反烏托邦」的想像與描述–Ajim Juxta 2018個展
藝術家Ajim Juxta，1983年代生於馬來西亞，畢業於MARA科技大學建築科學系，而更熱衷於純藝術的創作，他也是2016年Young Art Taipei新潮賞的得主。
“Dystopia” – the Imagination & description – Ajim Juxta’s solo 2018
Ajim Juxta was born in 1983 in Malaysia, and obtained his Bachelor of Science degree from MARA University of Technology, Shah Alam, Malaysia. While he graduated as an architect, he is passionate in creating arts and he is also the winner of the Young Art Award during Young Art Taipei in 2016.
Ajim has come to realize from his recent exploration that most people, in the face of unsatisfying environment, would just accept their reality without trying to find possible solutions.

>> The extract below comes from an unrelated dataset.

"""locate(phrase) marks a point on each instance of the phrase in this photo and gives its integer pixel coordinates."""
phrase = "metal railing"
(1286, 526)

In such instances, they forget to do soul searching, and if they had tried to explore themselves, they would find that they could have experienced progress, create unforgettable memories, set their own benchmarks for success and would have been able to realize such satisfaction.
In contrast, when some of them who declare themselves as the “extraordinary” and “elite”, in their pursuit of their dreams and a perfect life, are engrossed in building their own version of “Utopia”, but in reality they are actually creating a form of Dystopia.
Ajim’s recent works incorporates his individual forms and style and also his personal artistic language, creating improvised whimsicalness, combined with his architecture background, with his observation of the social communities, through his paintings and installation works, he is able to present his thoughts and views of this contemporary dystopian ideas.
Creative Director of G9 Creative Park (2017 – present)
J.J. Shih holds a Master Degree from the Graduate School of Art History, Temple University (USA). Prior to taking up the Creative Director of G9 Creative Park, Taiwan, he had been the Director of Museum of Contemporary Art, Taipei(2008-2016); Director of Guandu Museum of Art, National Taipei University of Arts(2005-2007); Chief Curator of Exhibitions Department, Taipei Fine Arts Museum(1989-1992). From 2001-2010 he also served as Artistic Director of Taishin Bank Foundation for Arts and Culture. Currently he also serves as President of the Contemporary Art Foundation, Taipei. He is also a Trustee of the Dimension Endowment of Art and Education.
A catalog was published in conjunction with the exhibition. The catalog is bi-directional, i.e. opens from either end. Due to the unique physical nature of the publication, the electronic version provided here is in two parts – arkologi and gelap. arkologi focuses on the ‘Arcology’ series of works, and two curatorial essays relating to the Young Art Award that Ajim was the recipient of in 2016, and the subsequent residency he attended in Taiwan, which was the prize received for being one of the three top winners of the award. gelap looks at the work development that led to this exhibition, and is where the essay by curator Sharmin Parameswaran may be found.